The antidumping statute “does not mention the treatment of byproducts,” and Commerce has not filled the statutory gap with a regulation. See Guangdong Chems. Imp. & Exp. Corp. v. United States, 30 CIT 1412, 1422, 460 F. Supp. 2d 1365, 1373 (2006). Generally, however, the Department’s practice has been to grant an offset to normal value, 2 for sales of by-products generated' during the production of subject merchandise, if the respondent can demonstrate that the by-product is either resold or has commercial value and reenters the respondent’s production process. See Ass’n of Am. School Paper Suppliers v. United States, 32 CIT_,_, Slip Op. 08-122 at 17 (Nov. 17, 2008) (not reported in the Federal Supplement). Thus, the burden rests with the respondent to substantiate by-product offsets by providing the Department with sufficient information to support its claims. See id. at_, Slip Op. 08-122 at 18-23.

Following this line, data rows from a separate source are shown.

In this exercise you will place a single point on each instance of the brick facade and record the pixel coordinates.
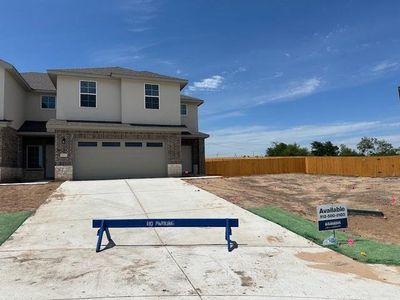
(202, 157)
(65, 140)
(10, 155)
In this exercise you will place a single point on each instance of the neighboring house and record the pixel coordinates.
(96, 123)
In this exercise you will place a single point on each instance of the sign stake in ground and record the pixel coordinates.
(331, 217)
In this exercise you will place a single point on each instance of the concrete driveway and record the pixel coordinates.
(52, 255)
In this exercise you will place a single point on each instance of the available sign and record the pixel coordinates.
(332, 216)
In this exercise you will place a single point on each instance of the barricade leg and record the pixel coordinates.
(228, 231)
(100, 236)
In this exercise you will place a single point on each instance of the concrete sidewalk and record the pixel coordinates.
(52, 255)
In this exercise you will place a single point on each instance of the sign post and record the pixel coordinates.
(331, 217)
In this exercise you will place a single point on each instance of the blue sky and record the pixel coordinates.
(291, 71)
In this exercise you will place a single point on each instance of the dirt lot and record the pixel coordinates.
(300, 194)
(25, 197)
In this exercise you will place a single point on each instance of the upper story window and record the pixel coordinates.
(88, 93)
(152, 96)
(48, 102)
(183, 109)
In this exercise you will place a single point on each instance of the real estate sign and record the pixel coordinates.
(332, 216)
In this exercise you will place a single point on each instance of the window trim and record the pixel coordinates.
(154, 144)
(186, 111)
(79, 91)
(110, 144)
(159, 96)
(87, 144)
(41, 101)
(26, 156)
(133, 144)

*957 B. Arch and Jiheng’s By-Product Reporting

Arch and Jiheng’s first complaint is that the Department erred in concluding that “the costs reported [by Jiheng] were net of the costs of the by-product production.” See Mot. J. Agency R. of Arch and Jiheng (“Arch/Jiheng Br.”) 11. They insist that this conclusion was wrong and that Jiheng reported its FOPs to include the “costs” in producing the by-products for which Jiheng claimed offsets. See Arch/Jiheng Br. 11. In other words, they argue that Commerce erred by failing to recognize that Jiheng did not deduct amounts used to produce by-products from its FOP reporting.

With respect to this argument, defendant concedes the Department’s error. It states: “Jiheng correctly notes that Commerce made an error when it reviewed Jiheng’s calculations and determined that Jiheng had reported its costs net of the costs of the by-product production.” Def.’s Opp’n to Pis.’ and Def.-Ints.’ Mots. J. Agency R. (“Def.’s Br.”) 29-30.

It is apparent that Commerce erred in its conclusions with respect to the reporting of these costs.